The final stage is the transition phase, where the woman will proceed to give birth, and fully dilates from 8cm to 10cm.
The study gathered data from 1,527 women – 797 of which were giving birth to a male. Researchers timed the duration between each stages of pregnancy.
In total, it took 38 per cent longer for women giving birth to boys to go from the active phase until full dilation – when is the point where the pregnancy stage changes to the transition phase.
It also took 21 per cent longer for their cervix to dilate from 4cm to 6cm, 12.5 per cent longer to go from 6cm to 8cm and 17 per cent more time to go from 8cm to 10cm.

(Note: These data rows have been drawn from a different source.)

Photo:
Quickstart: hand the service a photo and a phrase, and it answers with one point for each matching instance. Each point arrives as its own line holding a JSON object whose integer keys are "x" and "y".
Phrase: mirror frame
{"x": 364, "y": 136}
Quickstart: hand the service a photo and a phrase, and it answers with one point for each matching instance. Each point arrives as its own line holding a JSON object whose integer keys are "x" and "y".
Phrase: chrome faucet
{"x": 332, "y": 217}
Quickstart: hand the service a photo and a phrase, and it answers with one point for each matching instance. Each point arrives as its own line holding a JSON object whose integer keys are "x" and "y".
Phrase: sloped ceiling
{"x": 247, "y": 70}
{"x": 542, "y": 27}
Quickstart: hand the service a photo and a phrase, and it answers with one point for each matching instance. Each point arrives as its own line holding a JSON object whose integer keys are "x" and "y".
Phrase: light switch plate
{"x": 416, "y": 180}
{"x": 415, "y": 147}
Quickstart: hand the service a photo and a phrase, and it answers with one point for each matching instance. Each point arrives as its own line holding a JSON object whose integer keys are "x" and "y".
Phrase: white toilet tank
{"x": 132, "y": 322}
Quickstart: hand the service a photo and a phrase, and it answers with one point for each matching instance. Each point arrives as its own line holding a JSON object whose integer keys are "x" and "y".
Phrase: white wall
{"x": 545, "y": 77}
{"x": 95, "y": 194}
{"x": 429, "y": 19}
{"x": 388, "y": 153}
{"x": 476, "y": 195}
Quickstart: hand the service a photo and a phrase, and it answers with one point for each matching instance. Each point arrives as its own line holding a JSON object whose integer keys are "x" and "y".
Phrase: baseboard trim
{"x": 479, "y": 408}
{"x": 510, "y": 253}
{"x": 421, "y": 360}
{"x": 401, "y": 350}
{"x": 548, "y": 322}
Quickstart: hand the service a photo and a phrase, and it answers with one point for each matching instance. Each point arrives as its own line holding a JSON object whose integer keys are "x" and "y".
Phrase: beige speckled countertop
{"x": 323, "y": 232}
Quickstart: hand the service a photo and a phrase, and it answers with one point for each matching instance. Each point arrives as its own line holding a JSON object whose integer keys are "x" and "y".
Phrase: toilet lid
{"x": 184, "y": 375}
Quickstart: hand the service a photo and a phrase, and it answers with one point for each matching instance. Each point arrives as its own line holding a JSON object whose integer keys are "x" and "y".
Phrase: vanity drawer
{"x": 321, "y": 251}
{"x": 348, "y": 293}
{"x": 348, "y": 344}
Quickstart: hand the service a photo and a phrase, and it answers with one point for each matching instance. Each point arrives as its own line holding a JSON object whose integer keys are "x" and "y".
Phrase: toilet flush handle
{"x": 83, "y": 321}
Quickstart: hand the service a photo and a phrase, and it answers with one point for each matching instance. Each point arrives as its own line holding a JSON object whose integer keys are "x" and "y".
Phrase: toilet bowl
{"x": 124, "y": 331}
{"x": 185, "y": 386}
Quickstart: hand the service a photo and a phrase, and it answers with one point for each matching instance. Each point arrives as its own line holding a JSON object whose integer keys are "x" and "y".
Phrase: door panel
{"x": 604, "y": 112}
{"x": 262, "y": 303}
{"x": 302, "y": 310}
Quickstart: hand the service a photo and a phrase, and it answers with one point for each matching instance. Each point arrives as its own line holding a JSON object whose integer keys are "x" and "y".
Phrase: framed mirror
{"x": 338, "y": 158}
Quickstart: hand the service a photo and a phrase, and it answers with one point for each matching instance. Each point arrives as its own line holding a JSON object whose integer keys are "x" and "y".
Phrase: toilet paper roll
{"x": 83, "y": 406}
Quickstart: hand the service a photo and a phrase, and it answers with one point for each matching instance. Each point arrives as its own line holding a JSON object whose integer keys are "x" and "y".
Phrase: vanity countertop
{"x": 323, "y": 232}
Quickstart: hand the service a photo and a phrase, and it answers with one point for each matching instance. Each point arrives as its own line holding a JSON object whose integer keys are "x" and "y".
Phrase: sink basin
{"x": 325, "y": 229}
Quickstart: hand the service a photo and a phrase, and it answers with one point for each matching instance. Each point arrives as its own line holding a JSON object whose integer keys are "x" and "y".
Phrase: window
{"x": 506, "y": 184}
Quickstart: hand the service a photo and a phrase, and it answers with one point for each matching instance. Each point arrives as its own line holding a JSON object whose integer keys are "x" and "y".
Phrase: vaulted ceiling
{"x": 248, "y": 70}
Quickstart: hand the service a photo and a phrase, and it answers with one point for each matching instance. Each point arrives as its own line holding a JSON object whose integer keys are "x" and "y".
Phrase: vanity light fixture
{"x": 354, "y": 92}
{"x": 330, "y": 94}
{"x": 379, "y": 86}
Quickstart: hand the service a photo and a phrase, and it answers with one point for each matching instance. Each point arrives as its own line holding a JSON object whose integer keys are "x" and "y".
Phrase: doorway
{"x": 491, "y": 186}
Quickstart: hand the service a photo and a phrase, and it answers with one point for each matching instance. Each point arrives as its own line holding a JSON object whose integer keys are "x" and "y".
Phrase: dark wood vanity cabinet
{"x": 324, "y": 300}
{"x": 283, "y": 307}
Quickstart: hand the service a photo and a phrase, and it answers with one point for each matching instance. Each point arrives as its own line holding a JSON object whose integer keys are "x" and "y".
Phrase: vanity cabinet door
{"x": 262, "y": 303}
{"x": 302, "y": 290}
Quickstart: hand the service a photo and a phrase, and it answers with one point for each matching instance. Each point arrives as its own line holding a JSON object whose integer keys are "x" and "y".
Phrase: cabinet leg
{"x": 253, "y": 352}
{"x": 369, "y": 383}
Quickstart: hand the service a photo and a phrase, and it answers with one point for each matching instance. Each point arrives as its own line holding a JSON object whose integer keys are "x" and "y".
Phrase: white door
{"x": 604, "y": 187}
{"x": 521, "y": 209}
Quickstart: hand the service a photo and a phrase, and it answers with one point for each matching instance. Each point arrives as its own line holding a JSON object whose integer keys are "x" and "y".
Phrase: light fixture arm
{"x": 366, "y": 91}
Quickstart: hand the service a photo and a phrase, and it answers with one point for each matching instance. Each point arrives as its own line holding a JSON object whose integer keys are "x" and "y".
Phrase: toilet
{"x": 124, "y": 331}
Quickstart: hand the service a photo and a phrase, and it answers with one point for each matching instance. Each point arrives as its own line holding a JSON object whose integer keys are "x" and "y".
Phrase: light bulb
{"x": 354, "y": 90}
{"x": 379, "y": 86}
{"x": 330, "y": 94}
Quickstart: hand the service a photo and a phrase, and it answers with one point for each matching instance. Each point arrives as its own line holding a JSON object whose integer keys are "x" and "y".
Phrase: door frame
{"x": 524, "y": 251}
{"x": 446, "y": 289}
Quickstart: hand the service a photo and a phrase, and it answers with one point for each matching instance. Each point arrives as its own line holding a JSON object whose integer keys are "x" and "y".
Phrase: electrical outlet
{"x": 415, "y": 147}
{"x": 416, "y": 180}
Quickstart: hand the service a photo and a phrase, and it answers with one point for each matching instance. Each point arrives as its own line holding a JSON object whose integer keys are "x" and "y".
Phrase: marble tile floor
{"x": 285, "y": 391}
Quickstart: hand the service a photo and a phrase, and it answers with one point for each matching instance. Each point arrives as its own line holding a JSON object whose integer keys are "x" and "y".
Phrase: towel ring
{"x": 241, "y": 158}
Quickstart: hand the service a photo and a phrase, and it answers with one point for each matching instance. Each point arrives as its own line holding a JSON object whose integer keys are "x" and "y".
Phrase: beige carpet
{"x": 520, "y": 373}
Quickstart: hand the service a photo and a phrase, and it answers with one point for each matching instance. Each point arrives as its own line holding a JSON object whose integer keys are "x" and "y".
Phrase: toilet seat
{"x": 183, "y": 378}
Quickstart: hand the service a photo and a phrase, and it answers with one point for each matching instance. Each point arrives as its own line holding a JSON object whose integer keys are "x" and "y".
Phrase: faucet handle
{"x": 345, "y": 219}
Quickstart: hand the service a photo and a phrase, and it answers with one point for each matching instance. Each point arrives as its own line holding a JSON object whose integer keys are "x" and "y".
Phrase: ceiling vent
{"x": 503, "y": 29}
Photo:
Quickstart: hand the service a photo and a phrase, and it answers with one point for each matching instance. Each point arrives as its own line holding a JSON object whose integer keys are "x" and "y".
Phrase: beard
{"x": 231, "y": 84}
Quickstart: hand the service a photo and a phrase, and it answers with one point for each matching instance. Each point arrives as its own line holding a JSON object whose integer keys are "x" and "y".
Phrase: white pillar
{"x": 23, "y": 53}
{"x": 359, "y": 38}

Women who gave birth to boys were not more likely to suffer complications or other negative health .
A 2003 study performed by the National Maternity Hospital in Dublin had similar findings, but also noted an increased need for painkillers among women who birthed boys.
Oily fish is a wonder drug for the brain and heart
Fish food can give you a brain booster.
Eating a lot of fish and fish-oil products can do wonders for a person’s brain health and memory, a multitude of studies finds.
Seafood like salmon and tuna are rich with omega-3 fatty acids. Studies have linked these substances with reductions to cognitive decline in older people, better memory and mental heath.
A 2021 study by Boston Medical Center found that two of the fatty acids docosahexaenoic acid (DHA) and eicosapentaenoic acid (EPA) improved cognitive function in elderly adults with coronary artery disease.
People who suffer from the condition are already at a severely increased risk of suffering cognitive issues. The study found that those whose blood streams had higher levels of the acids were less likely to suffer decline.
The benefits of the fatty acids begin well before a person’s elderly years – and the benefits can be gained even in the womb.
A Norwegian study from 2003 found that infants born from pregnant women who used fish-oil supplements in the months preceding delivery had stronger early life cognitive development.
At four years of age, University of Oslo researchers found that these children scored higher on mental processing tests than their peers.
University of Connecticut researchers found in 2002 that mothers who used omega 3 fatty acid supplements while expecting had children with more consistent sleeping patterns.
This is because exposure to the acids in the womb lead to the children having a more developed fetal central nervous system.
Experts at the National Library of Medicine also recommend using omega 3 fatty acid supplements to help manage symptoms of attention-deficit/hyperactivity disorder (ADHD).
A 2014 Oxford University study of 395 children also found that a 600mg supplement of DHA could drop sleep disturbances in young children and increase their average nightly sleep time by an hour each.